Imaginemos un bonito cocodrilo. Son bonitos: no sea usted, lectora, lector, malo con ellos. Pero, en lugar de patas, pongámosle unas aletas palmeadas unidas al cuerpo por un extremo ancho y no angosto, como ocurre con las extremidades inventadas para caminar: es un cocodrilo que "vuela" bajo el agua con cuatro aletas gruesas y una poderosa cola ancha. Aunque, si a anchuras vamos, allí está su cabeza. No es la cabeza típica de un cocodrilo de sonrisa sardónica, sino un señor cabezón sin cuello, casi tan ancho como el cuerpo, y bien provisto no sólo de hileras de dientes del tamaño —por decir algo— de un plátano, sino también de mandíbulas rígidas y resistentes que hacen pensar que un cocodrilito tan tierno como éste es capaz de partir a la mitad, de un mordisco, un vocho o un tsuru como el que usan los taxistas. Ajá: el cocodrilo en cuestión, que no es un cocodrilo sino un pliosaurio, mide unos once metros de la nariz a la punta de la cola; su sola cabeza mide unos tres metros de largo. Insisto: tres buenos metros de cráneo. ¿Suena desproporcionado? Intente decírselo al pliosaurio éste, un día que esté de humor regular: Ea, tú, pliosaurio: qué desproporcionado estás. Y desaparecerá usted, aplastado como cuando usted mastica una alita de pollo, en las fauces del desproporcionado pliosaurio, quien se reirá pensando, mientras mastica: "A ver ahora el cuerpo de quién carece de proporciones".
Un pliosaurio así (aunque del sentido del humor no puedo dar fe) existió. Existió y es la marranada de reptil marino más temible que debe haber existido en este planeta de Dios (vea usted esta imagen
que he extraído del blog Noticias de ciencia). Le bautizaron El Monstruo, descubrieron su esqueleto hace decenios en el Ártico y apenas en 2001 comenzó la campaña auténtica para extraer los fósiles. Y ya están recuperados, bajo estudio: y El Monstruo le debe meter a los paleontólogos que lo estudian y lo imaginan un frío que ni el Ártico.
Puede usted imaginárselo, y temblar: una bestia así no habría admitido nuestra convivencia, nuestra presencia ridícula, nuestra infatuada convicción de que reinamos sobre el planeta.
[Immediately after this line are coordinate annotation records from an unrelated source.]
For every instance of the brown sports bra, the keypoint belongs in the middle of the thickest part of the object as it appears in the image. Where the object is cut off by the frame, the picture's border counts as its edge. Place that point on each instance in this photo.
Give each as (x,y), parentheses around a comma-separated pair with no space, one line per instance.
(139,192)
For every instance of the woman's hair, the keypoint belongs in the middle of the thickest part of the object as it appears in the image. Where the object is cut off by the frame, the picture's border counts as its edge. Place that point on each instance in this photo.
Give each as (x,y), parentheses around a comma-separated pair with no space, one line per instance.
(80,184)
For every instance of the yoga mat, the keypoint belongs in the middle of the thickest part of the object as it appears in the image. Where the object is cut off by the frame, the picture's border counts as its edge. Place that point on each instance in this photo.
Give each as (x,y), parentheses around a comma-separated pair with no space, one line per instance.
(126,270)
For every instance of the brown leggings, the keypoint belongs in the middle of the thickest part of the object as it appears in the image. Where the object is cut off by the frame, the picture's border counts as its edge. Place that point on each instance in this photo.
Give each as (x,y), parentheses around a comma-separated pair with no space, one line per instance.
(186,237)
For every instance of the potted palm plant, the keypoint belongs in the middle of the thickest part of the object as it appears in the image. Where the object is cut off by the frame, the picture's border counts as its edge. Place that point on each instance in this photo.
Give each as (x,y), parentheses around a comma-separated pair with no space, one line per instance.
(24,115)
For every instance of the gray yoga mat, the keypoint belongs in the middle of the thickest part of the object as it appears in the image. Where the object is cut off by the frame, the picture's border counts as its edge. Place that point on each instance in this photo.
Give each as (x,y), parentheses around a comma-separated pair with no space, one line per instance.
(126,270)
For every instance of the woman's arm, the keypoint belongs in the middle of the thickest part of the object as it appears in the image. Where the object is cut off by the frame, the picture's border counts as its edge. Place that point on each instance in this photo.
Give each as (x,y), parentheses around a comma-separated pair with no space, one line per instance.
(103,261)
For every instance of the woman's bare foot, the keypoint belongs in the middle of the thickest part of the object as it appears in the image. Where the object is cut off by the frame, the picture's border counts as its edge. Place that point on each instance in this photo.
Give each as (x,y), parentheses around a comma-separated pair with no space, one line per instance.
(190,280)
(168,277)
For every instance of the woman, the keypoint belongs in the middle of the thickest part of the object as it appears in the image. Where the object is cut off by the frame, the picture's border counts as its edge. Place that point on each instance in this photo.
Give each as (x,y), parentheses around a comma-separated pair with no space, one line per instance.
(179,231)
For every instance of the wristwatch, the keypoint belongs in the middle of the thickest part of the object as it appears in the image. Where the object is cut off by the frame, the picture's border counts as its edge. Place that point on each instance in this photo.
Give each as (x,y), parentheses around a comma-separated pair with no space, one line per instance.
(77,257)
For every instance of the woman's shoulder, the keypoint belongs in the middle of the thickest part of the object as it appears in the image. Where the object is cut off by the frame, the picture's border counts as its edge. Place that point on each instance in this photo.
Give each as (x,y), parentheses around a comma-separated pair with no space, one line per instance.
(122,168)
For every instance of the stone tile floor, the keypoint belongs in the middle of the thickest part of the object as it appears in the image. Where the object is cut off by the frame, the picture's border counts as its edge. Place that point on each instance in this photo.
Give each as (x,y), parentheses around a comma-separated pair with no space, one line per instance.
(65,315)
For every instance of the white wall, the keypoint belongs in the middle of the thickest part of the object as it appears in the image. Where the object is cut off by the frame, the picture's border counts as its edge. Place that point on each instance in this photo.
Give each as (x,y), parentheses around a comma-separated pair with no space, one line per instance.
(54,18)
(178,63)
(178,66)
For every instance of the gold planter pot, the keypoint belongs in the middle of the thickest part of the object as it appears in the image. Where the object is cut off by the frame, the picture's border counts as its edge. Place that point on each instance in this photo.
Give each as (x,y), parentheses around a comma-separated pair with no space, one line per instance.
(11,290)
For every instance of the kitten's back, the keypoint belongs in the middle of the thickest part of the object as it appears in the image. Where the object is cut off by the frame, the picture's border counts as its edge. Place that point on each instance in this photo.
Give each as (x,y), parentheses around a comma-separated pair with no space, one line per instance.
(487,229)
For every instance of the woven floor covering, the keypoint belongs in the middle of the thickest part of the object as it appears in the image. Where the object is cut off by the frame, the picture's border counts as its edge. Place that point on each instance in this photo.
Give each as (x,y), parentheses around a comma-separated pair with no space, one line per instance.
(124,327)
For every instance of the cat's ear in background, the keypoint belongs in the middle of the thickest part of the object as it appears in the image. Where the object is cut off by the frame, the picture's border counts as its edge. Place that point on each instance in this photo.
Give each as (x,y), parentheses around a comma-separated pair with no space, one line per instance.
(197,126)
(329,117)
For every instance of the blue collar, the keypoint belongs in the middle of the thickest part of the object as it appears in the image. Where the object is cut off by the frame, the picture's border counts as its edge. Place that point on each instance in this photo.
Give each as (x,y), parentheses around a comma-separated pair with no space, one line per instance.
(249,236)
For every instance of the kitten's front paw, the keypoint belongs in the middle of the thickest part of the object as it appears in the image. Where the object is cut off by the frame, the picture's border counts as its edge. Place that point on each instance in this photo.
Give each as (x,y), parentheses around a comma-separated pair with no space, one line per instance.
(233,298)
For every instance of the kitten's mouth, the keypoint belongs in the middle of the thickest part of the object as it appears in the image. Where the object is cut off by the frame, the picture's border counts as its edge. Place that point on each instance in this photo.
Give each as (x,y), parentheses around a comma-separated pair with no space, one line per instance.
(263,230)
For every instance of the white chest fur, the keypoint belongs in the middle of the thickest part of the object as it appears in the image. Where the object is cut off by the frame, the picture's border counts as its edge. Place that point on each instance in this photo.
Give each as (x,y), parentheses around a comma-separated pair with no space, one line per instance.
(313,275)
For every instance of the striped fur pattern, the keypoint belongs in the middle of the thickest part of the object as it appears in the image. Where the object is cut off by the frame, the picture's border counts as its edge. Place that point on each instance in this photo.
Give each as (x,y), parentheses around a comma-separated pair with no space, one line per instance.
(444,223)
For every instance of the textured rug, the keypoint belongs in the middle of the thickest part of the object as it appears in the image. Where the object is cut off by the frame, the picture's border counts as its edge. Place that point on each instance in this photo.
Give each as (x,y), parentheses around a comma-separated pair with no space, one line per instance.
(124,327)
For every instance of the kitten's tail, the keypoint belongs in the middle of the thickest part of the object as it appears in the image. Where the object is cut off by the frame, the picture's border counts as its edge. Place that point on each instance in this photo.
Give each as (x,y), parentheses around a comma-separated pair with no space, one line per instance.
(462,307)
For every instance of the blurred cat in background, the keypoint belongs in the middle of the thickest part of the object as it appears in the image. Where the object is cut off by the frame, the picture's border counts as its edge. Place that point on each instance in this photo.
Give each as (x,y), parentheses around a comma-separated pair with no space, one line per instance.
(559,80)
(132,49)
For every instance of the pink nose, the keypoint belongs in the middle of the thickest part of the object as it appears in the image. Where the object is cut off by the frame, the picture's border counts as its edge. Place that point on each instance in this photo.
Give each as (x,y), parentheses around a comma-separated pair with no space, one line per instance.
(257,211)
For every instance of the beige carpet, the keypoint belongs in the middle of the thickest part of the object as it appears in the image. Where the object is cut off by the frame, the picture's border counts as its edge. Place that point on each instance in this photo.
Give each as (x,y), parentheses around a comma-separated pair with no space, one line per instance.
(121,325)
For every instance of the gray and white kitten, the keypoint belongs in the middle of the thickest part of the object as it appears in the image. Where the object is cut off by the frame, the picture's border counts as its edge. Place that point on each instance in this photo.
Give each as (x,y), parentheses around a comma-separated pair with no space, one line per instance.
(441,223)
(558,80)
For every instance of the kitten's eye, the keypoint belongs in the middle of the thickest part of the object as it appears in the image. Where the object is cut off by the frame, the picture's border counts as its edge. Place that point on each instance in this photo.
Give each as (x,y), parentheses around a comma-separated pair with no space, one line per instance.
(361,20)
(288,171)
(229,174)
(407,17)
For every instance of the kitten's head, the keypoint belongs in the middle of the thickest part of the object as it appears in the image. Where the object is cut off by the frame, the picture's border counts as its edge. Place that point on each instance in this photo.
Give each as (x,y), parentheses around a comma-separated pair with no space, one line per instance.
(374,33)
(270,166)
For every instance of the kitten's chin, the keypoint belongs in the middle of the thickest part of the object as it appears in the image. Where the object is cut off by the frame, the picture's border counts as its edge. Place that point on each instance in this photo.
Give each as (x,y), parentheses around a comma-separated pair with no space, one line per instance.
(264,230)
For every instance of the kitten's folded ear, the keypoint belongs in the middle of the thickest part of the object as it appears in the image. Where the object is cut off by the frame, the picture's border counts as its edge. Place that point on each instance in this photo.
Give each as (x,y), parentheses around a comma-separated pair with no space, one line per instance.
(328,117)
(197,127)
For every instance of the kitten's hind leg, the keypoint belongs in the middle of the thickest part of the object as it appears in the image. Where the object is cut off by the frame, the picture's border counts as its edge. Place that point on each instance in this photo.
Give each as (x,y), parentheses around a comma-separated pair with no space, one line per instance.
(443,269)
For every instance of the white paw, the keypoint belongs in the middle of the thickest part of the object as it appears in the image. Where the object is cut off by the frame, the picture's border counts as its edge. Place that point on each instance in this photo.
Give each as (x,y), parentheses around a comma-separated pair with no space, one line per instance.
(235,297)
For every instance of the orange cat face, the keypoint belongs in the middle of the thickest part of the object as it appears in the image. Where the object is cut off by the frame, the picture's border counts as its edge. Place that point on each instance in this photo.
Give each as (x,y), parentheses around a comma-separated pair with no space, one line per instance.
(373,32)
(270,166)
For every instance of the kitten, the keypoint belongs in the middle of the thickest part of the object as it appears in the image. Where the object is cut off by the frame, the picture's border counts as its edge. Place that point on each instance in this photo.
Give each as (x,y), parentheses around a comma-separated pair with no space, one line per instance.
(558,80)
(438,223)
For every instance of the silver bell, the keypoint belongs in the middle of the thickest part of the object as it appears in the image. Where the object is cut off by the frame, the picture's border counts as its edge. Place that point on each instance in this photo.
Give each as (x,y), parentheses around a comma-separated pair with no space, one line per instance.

Un pie que metiera cualquiera de nosotros a unos dos metros de la playa y El Monstruo se deleitaría demostrando que le cabemos en el hocico tres o cuatro gorditos seres humanos. Él era el auténtico Neptuno, el dios y señor de los mares. Debe haber sido hermoso y terrible (sí: blablablá ante una mole tan fascinante). Y lo que es yo, honestamente, agradezco mucho vivir en el siglo XXI, a millones y millones y millones de años de su inhóspito Jurásico. Yo estoy muy bien en esta época, gracias. No me permitan reencarnar jamás en dinosaurio marítimo o hagan, dioses fantásticos, que un día sueñe yo que soy pliosaurio y gobierno en el océano.